¿Serán
      los primeros efectos de un ritmo frenético de películas? ¿O será que,
      tal y como confirman casi todas las voces, el nivel de este Festival de
      cine de San Sebastián está sufriendo un bajón en regla? Sea cual fuere
      la razón, no cabe sino lamentar y celebrar a un mismo tiempo este bache.
      Lamentarlo, porque las películas que están completando la sección
      oficial a concurso no están dejando un buen sabor de boca. Celebrarlo,
      porque demuestra que el arranque fue excelente con escasos reparos. La
      comunidad, quinta película de Alex de la Iglesia, que tras la
      ceremonia de inauguración parecía una película corriente, con el
      devenir de los días y el apoyo incondicional de buena parte de la prensa
      española (algo sospechosamente habitual con las grandes películas
      producidas por Andrés Vicente Gómez) aparece como la gran candidata a
      ganar algo, cualquier cosa. Es que lo que se ha visto junto a ella oscila
      entre la más aséptica corrección expositiva y el esteticismo.
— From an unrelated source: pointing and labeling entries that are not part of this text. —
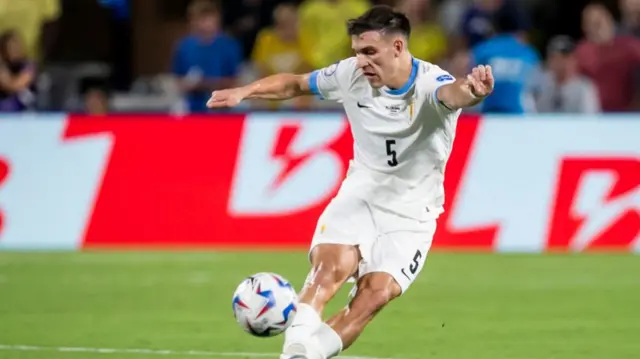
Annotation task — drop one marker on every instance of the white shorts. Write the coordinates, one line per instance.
(388, 242)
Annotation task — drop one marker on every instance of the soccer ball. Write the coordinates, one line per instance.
(264, 304)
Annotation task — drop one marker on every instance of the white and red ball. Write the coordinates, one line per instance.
(264, 304)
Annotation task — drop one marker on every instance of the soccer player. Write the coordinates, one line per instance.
(378, 229)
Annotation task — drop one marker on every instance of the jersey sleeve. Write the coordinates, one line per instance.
(433, 80)
(333, 82)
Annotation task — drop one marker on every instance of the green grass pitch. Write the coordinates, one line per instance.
(476, 306)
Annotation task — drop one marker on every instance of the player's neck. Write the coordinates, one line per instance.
(403, 74)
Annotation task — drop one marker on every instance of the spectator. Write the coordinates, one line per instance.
(514, 63)
(278, 48)
(27, 18)
(610, 60)
(428, 40)
(630, 23)
(323, 32)
(206, 60)
(562, 88)
(95, 96)
(17, 75)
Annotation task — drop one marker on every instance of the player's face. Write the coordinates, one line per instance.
(377, 56)
(206, 24)
(561, 64)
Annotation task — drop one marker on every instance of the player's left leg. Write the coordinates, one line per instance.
(391, 265)
(374, 291)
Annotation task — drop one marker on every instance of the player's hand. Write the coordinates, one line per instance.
(227, 98)
(480, 81)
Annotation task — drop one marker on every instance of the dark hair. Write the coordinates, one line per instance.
(203, 8)
(380, 18)
(510, 19)
(5, 37)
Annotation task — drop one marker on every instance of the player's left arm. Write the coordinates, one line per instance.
(469, 91)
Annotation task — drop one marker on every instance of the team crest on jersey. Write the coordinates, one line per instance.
(443, 78)
(331, 69)
(394, 109)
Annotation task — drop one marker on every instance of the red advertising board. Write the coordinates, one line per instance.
(262, 180)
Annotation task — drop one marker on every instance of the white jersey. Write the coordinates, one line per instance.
(402, 138)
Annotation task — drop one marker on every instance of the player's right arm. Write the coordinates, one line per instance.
(330, 83)
(274, 87)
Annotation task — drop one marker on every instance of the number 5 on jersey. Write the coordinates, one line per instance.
(393, 161)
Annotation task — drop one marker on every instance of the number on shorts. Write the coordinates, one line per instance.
(391, 152)
(413, 267)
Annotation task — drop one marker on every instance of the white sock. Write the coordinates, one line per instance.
(328, 341)
(304, 325)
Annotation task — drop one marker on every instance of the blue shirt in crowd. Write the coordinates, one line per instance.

      La película que más me ha agradado dentro de las que compiten es Tinta
      roja, de Francisco Lombardi, coproducción hispano-peruana no exenta
      de interés, pero tampoco digna de ningún galardón. Su mesura, su apego
      visceral a la conveniencia social peruana a la vez que a los más
      habituales usos narrativos, le restan gran parte del interés que promete
      en su arranque. La "pérdida de la inocencia" de que habló
      Lombardi en su charla con los medios de un muchacho que entra de aprendiz
      en un periódico sensacionalista de Lima acaba acusando un artificioso
      tono aleccionador, rematado con intenciones moralizantes. Su dignidad, el
      mero hecho de reconocerse incapaz de quebrantar ningún código, logra que
      se pueda hablar de una propuesta honesta, sentida y, en algún caso,
      motivo de homenajes puntuales a su novelista de cabecera: Mario Vargas
      Llosa.
      No hace falta que les diga más. El público argentino podrá comprobar
      en sus propias salas el verdadero calado de Tinta roja, así como
      podrá hacerlo con La comunidad, rendida a los homenajes y plagios
      más caprichosos y variopintos, de Hitchcock a La guerra de las
      galaxias pasando por The Matrix. De la Iglesia vuelve a hacer
      una película sin pretenciones ni resultados, como ya nos tiene
      acostumbrados, una especie de corto alargado con ideas muy puntuales en la
      que, si uno piensa, no queda más que la situación de arranque y el
      desenlace, algo muy sintomático. Pese a todo, Andrés Vicente Gómez
      sostiene que será un gran éxito de taquilla, ése que levante la cuota
      de mercado del declinante cine español del 2000. Permítanme que lo ponga
      en duda. Y excusen mi indisimulada opinión desfavorable al trabajo del
      productor de Lola Films, pero no me sale de la cabeza que haya echado para
      atrás al nuevo proyecto deVíctor Erice... "por su dudosa
      aceptación comercial" (sic).
      La que no podrán ver será Alaska.de, una película alemana que
      tampoco merece la pena ser vista. Ustedes se libran. Yo me la tuve que
      tragar enterita. El press book afirma que sólo dura hora y media, pero se
      me hizo mucho más larga que cualquier otra del festival (y las ha habido
      muy generosas en cuanto a metraje). Uno se pregunta cómo Esther
      Gronenborn, una directora bregada en el documental, puede firmar una
      película tan insustancial, retórica y esteticista. Cuando el cine
      alemán de Herzog, Wenders o Schlondorff era especialmente plástico,
      jamás poníamos en duda que tenían una historia que contar. La que
      promete Alaska.de se pliega a todas y cada una de las convenciones
      más rancias del pseudo-cine industrial estadounidense. Revestida de una
      estética "sucia", una fotografía con mucho grano y los tics de
      un "nuevo" cine moderno que pretende colarnos opciones
      estilísticas expoliadas de un lugar tan poco expoliable como la
      televisión, esta película alemana no logra pasar directamente al olvido
      porque se le notan tanto sus intenciones "de autora" que puede
      llegar a irritar.
      María Novaro tampoco ha llegado con una película interesante al Festival.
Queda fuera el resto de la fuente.